Les missionnaires et les colons ont ouvertement dédaigné les communautés autochtones et leur nourriture était souvent leur cible. Dans son écriture de 1946, Brues notait que «l'afflux récent de touristes aux yeux écarquillés et à la gaieté hilarante» dans l'Occident «rendait les Indiens réticents» quant à la pratique de leurs traditions, notamment l'entomophagie. Des tactiques plus brutales et systématiques ont également été utilisées, telles que l'envoi d'enfants dans des pensionnats où ils ont été battus et contraints de se conformer à la loi..
Cela témoigne de la puissance et de l'étendue de ces traditions, à savoir si elles ont survécu, si elles sont sous le radar et à une échelle réduite, dans de nombreuses communautés autochtones jusqu'à la fin du XXe siècle. Les anthropologues n’ont eu aucun mal à trouver des personnes prêtes à leur montrer les méthodes de récolte existantes dans les années 1950, explique Madsen, et des articles de journaux témoignent de la cueillette de chenilles et de sauterelles dans les années 1990. «J'ai entendu plusieurs exemples récents ou récents de petites communautés autochtones rassemblant et partageant des aliments à base d'insectes» à ce jour dans le Grand Bassin, ajoute Gracer..
Quelques comptes rendus suggèrent qu'une entomophagie limitée peut avoir longtemps survécu dans certaines communautés de colons blancs, du moins dans les grandes plaines. Kelly Sturek, de la start-up mangeuse d'insectes basée dans le Nebraska, Bugeater Foods, a entendu des histoires d'enfants mangeant des cigales en train de grandir. Il ajoute que leurs familles ont traité cette situation comme une chose normale et non comme un défi d'enfance démesuré. Si quelque chose, ils ont été réprimandés pour gâcher leurs appétits.
Il n’est pas surprenant que les traditions américaines de consommation d’insectes, vécues ou historiques, soient peu connues. Jenna Jadin, auteur d'un pamphlet sur la consommation de cigales, évoque de manière sélective, voire pas du tout, l'histoire des peuples autochtones. Les peuples autochtones peuvent choisir de ne pas exposer leurs cultures insectivores à cause des stigmates persistants. Pendant ce temps, les Américains ont élaboré un texte explicatif sur l'identité des colons, a déclaré Sturek. «Nous étions des pionniers», explique-t-il. «Nous avons chassé. Nous avons pêché. Nous avons cultivé. Les insectes ne font pas vraiment partie de ça.

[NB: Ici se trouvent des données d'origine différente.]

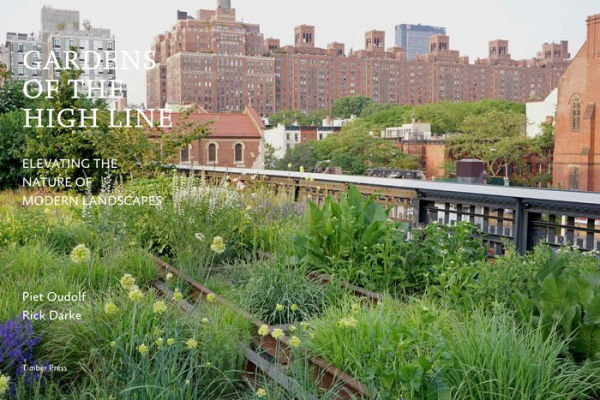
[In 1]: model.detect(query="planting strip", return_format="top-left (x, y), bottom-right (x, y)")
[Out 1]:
top-left (153, 256), bottom-right (373, 399)
top-left (152, 280), bottom-right (317, 400)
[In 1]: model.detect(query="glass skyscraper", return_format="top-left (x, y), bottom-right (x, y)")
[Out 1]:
top-left (395, 24), bottom-right (446, 60)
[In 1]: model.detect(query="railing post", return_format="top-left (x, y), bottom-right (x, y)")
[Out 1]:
top-left (415, 191), bottom-right (428, 226)
top-left (514, 199), bottom-right (530, 254)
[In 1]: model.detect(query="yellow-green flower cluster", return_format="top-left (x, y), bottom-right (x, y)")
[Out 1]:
top-left (210, 236), bottom-right (225, 254)
top-left (173, 289), bottom-right (183, 301)
top-left (152, 300), bottom-right (167, 314)
top-left (104, 301), bottom-right (118, 315)
top-left (119, 274), bottom-right (135, 290)
top-left (128, 285), bottom-right (144, 301)
top-left (271, 328), bottom-right (285, 339)
top-left (258, 325), bottom-right (269, 336)
top-left (338, 317), bottom-right (358, 328)
top-left (70, 244), bottom-right (92, 264)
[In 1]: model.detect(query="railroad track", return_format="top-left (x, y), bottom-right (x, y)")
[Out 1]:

En conséquence, la plupart des Américains découvrent pour la première fois la consommation d’insectes lorsqu’ils voyagent (ou regardent des émissions de voyage sur) l’Asie du Sud-Est, où la consommation d’insectes est dominante. Bien que trouver un corrélat culturel soit généralement un bon moyen de promouvoir des produits apparemment novateurs tels que les barres de sauterelles, la plupart des entopreneurs américains manquent ou passent sous silence cette histoire de pratiques traditionnelles locales.
Le nouvel intérêt de l'Occident pour la consommation d'insectes ouvre une opportunité d'explorer un élément de l'histoire américaine longtemps négligé. Mieux encore, c'est une chance d'offrir à ceux qui ont un intérêt historique dans l'entomophagie américaine la possibilité d'influencer le développement de l'industrie et peut-être de tirer parti de la renaissance de pratiques culturelles qui les avaient autrefois dénigrées. En omettant plutôt d'explorer les traditions américaines de consommation d'insectes, indigènes ou autres, la tendance actuelle efface et marginalise implicitement encore cette histoire..
Gastro Obscura couvre la nourriture et les boissons les plus merveilleuses du monde.
Inscrivez-vous pour recevoir notre courrier électronique, livré deux fois par semaine.